ProWaris Pertubuhan Profesional Melayu dan Pewaris Bangsa ݢنراسي ڤروفيسيونل دان ڤواريث بڠسا
- Founded: 2001
- Founder: Feriz Omar
- Dissolved: 2009
- Type: Non-profit NGO
- Location: Kuala Lumpur;
- Region served: Malaysia
- Fields: Politic
- Key people: Feriz Omar (President)
- Website: www.prowaris.org

= ProWaris =

Pertubuhan Profesional Melayu & Pewaris Bangsa (Malay Professionals and Race Inheritors Organisation; better known by its abbreviation: ProWaris) is a non-governmental organization (NGO) that started in 2001 as a movement of Malay professionals aiming to fight for the Malay's agendas.

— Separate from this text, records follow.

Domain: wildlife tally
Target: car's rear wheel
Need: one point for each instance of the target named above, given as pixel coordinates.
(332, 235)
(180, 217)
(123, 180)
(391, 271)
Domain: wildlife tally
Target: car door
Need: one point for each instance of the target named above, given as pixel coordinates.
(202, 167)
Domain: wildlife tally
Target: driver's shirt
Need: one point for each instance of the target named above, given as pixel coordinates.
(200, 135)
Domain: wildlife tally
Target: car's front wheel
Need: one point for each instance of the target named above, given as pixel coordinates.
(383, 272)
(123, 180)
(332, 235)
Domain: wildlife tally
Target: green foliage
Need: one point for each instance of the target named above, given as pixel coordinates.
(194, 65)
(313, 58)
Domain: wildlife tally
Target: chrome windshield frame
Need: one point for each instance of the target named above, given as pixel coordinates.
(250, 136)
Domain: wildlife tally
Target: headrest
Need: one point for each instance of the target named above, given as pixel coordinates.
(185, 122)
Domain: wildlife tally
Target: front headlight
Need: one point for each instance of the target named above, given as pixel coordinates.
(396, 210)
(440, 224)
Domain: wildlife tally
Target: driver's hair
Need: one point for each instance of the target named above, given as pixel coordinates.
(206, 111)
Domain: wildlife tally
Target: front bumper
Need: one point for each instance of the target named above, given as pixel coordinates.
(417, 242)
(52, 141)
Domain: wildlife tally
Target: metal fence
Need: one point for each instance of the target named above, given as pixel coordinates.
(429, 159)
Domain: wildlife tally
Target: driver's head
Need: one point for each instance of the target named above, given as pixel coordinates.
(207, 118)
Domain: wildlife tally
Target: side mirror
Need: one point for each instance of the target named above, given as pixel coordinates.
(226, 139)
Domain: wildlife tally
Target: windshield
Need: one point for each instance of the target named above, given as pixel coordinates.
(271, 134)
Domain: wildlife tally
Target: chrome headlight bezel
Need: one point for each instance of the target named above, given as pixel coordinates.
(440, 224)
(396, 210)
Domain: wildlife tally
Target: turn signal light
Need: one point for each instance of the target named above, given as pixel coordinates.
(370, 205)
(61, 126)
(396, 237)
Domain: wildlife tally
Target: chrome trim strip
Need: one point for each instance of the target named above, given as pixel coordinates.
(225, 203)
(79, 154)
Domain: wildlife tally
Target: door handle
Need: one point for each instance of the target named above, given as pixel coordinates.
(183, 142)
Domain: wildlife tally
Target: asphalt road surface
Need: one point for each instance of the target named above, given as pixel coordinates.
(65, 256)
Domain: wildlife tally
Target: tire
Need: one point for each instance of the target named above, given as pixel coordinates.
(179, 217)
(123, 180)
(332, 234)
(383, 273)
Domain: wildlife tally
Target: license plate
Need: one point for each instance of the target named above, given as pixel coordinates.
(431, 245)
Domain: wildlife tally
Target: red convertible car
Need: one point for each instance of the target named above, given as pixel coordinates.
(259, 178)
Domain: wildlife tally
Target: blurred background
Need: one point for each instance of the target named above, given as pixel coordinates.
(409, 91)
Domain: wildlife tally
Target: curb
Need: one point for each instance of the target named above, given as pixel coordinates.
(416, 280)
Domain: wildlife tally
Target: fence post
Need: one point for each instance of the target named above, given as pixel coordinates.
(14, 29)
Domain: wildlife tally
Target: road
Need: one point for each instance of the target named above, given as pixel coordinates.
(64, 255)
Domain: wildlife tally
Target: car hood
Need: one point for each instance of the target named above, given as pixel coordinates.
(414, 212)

==History and leadership==
The idle and delayed movement of ProWaris can be attributed to Malaysia's struggling economy and conflicting interests between the government and its people. Its leadership attempted to raise a third voice—in order to influence the United Malays National Organisation (UMNO) party—a voice similar to the leadership of Shahrir Abdul Samad; who was more inline with the ex-prime minister Mahathir Mohamad. ProWaris demanded that Prime Minister Abdullah Ahmad Badawi resign based on his weak leadership.

Its president, Feriz Omar, was said to have accused the Malays of lacking the courage to confront the country's leadership issues. Feriz Omar denied making such statements.

ProWaris became inactive and dormant notably after Shahrir lost his bid for a place in the Supreme Council in the party leadership election in 2009 UMNO General Assembly and consequently resigned from the Cabinet.